A: Dataverse SSHOC project is developing a service called Weblate to handle all languages in the proper way and with the help of community. A Beta version of the Weblate service available here: http://weblate.dataverse.org
Q: Where are translation of the Dataverse User Interface stored?
A: All translations for Dataverse are stored within this Github repository: https://github.com/GlobalDataverseCommunityConsortium/dataverse-language-packs
Q: Are the translations only available for the user interface, or also for the metadata fields?
A: The metadata fields can also be translated, but the typed in values of these fields not. They will remain in the language that the depositor has used.
Q: Will Dataverse be installed on EOSC?
A: At the moment we have installed dataverse on the CESSDA Google cloud. We use this installation as a developing instance (staging server). We are investigating whether such a central installation as a production server will be the best solution for CESSDA Service Providers (SPs) or that SPs prefer to have their own installation running in their own environment. For this second option, there will be the possibility to download the to the CESSDA requirements adapted Dataverse from the SSHOC marketplace of tools, and install it yourself, as an archive in a box solution.

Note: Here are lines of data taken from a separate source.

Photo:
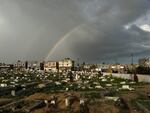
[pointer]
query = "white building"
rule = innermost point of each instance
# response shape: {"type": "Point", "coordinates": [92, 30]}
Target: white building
{"type": "Point", "coordinates": [66, 64]}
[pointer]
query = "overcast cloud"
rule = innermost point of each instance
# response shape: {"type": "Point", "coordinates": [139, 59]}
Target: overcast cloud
{"type": "Point", "coordinates": [94, 30]}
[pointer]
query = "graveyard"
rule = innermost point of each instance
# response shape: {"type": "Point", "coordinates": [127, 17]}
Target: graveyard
{"type": "Point", "coordinates": [91, 92]}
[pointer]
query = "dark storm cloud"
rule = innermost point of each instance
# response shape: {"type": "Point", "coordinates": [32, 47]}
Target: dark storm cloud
{"type": "Point", "coordinates": [104, 36]}
{"type": "Point", "coordinates": [29, 29]}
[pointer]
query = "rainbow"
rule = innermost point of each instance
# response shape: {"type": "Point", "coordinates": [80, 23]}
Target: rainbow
{"type": "Point", "coordinates": [62, 39]}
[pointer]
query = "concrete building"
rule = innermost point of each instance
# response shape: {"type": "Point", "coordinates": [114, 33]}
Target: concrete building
{"type": "Point", "coordinates": [51, 66]}
{"type": "Point", "coordinates": [144, 62]}
{"type": "Point", "coordinates": [66, 64]}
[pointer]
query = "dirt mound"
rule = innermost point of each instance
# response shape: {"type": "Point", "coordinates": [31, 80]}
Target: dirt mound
{"type": "Point", "coordinates": [39, 96]}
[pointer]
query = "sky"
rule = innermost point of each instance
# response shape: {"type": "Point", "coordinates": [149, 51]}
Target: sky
{"type": "Point", "coordinates": [93, 31]}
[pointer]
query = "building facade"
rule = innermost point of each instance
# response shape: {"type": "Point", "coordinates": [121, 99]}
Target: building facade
{"type": "Point", "coordinates": [144, 62]}
{"type": "Point", "coordinates": [66, 64]}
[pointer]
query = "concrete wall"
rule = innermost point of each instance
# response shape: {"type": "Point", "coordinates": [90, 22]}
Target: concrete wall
{"type": "Point", "coordinates": [142, 78]}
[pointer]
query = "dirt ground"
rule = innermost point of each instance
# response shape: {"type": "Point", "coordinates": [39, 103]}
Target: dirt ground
{"type": "Point", "coordinates": [99, 107]}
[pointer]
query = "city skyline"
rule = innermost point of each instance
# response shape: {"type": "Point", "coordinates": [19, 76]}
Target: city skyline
{"type": "Point", "coordinates": [94, 31]}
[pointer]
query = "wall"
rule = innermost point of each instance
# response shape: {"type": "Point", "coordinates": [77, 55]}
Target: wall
{"type": "Point", "coordinates": [142, 78]}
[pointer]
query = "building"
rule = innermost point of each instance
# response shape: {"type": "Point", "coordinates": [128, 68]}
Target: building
{"type": "Point", "coordinates": [144, 62]}
{"type": "Point", "coordinates": [66, 64]}
{"type": "Point", "coordinates": [51, 66]}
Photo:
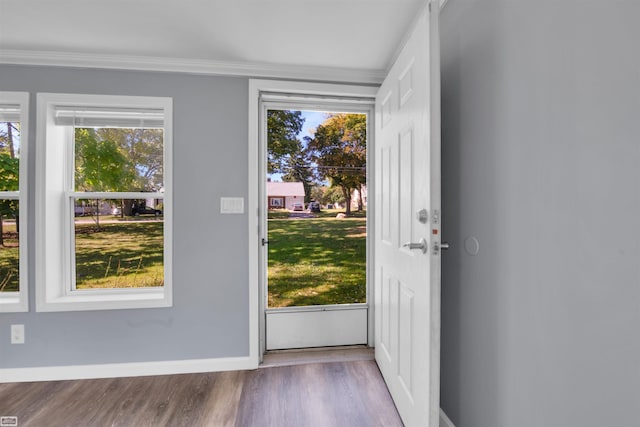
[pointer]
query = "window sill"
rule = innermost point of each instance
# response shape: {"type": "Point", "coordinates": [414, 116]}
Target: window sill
{"type": "Point", "coordinates": [13, 302]}
{"type": "Point", "coordinates": [106, 300]}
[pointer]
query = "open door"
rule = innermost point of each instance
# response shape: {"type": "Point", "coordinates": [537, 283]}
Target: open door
{"type": "Point", "coordinates": [407, 239]}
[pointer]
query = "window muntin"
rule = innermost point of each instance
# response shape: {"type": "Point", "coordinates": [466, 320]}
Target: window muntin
{"type": "Point", "coordinates": [13, 218]}
{"type": "Point", "coordinates": [117, 201]}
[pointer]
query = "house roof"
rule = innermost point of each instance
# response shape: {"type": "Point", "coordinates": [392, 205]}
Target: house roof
{"type": "Point", "coordinates": [285, 189]}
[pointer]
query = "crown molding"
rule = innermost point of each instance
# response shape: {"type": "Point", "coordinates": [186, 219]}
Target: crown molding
{"type": "Point", "coordinates": [191, 66]}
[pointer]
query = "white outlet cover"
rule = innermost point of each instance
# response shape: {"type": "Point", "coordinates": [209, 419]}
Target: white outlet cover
{"type": "Point", "coordinates": [17, 334]}
{"type": "Point", "coordinates": [231, 205]}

Q: What are the pros and cons of having your own installation vs, CESSDA hosted?
A: In the central CESSDA installation you are not responsible for the technical infrastructure. That will be covered centrally. Every institute will have their own dataverse, but it will impose some functionality that needs to be used by everyone. We will investigate if we can have some variation to the needs of different institutions (for example different Pids).
For an own installation you need to have technical staff to maintain it, but you are more flexible to adjust it to your own preferences.
Q: A hosted solution assumes that a help desk and Service Level Agreement (SLA) be put into place; will this be part of the planning through 2022?
A: We will first need to investigate the wishes of the Service Providers, and then we will have to decide what kind of policies are needed. But a SLA and a help desk will be one of the requirements of a central service. This central service itself won’t be part of the SSHOC project, only the preparations for such a service.
Q: What is the timeline for production of self-archiving? When can it be used by researchers to deposit data?
A: In the Dataverse CESSDA project we have developed a Docker module that allows to build and install Dataverse automatically in case an institution decides to run a self-archiving solution, “archive in the box”. However, it’s not production ready setup as it is required to add production ready settings like a PID provider, federated authentication and storage.
Currently we’re developing a production ready infrastructure in the SSHOC Dataverse project, it will be possible to get Dataverse up and running on any Kubernetes based Cloud provider. This will be available at the end of 2021.
Q: What is the time-lag before features are back in the main branch of Dataverse?
A: At the moment there is a quite long delay between the time when new functionality will be contributed to Dataverse and finally available in the master branch. The reason is quite obvious: Dataverse is used as a data repository in more than 50 different institutions, the Dataverse team wants to be in control and to be completely sure that new features will not break some basic functionality. The testing process is complicated and long.
Q: We would ideally like to see a support model that provides hosting services appropriate to anonymous microdata files, configurable so that DOI assignments can be made using local DOI accounts.
A: It should be not a problem to publish microdata files, Dataverse is well suited to do that. There is no support for multiple DOI prefixes in one dataverse instance.
Q: We would require appropriate access management mechanisms to enable a remote administrator at ISSDA to approve access to specific resources, for specific periods of time.
A: Dataverse has a role and permissions mechanism that can be tested to verify if it’s suitable for your needs.